CASE STUDY: Removal of a fractured tooth root and closure of oro-antral-communication (OAC)
A 55 year old male patient presented with a fractured root of tooth 26. He indicated that he wanted the root removed.
The patient had no relevant medical history. Ten days prior, the fractured root had been left in-situ after extraction of tooth 26 had been performed.
On examination, the retained palatal root of tooth 26 could be seen.
The pre-operative OPG (orthopantomogram – a wide view x-ray of the lower face) and post-operative PA (periapical radiograph – showing the individual tooth and tissue surrounding the apex) were viewed.
The diagnosis made was the retained palatal root of tooth 26 with a possible oro-antral-communication (OAC). If left untreated, there was the risk of infection.
The agreed upon treatment was to perform the following steps under local anaesthesia:
1. remove the retained tooth root
2. investigate the possible OAC (sinus openings into the mouth)
3. if OAC was present, achieve a primary closure of the OAC.

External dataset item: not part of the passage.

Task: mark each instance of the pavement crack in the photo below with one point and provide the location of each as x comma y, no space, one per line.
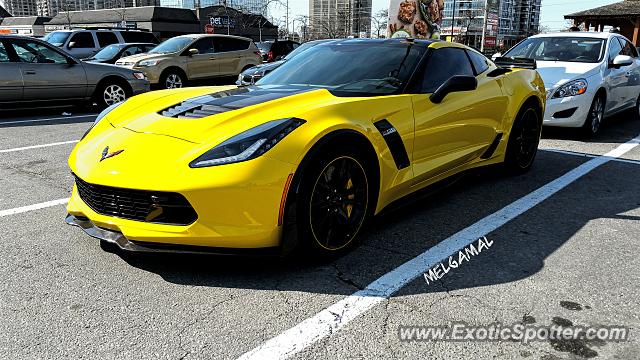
344,279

During treatment, the retained root of tooth 26 was removed. An OAC was identified and treated with the buccal advancement flap procedure (this is where incisions are made into the buccal mucosa to create a flap to cover the OAC. The flap is then sutured to the palatal mucosa to achieve complete closure of the OAC).
The removal of the retained root of tooth 26 was successful and primary closure of the identified OAC was achieved. The area healed well and the patient did not have the discomfort of experiencing an untreated OAC. The patient was happy with the outcome of the treatment.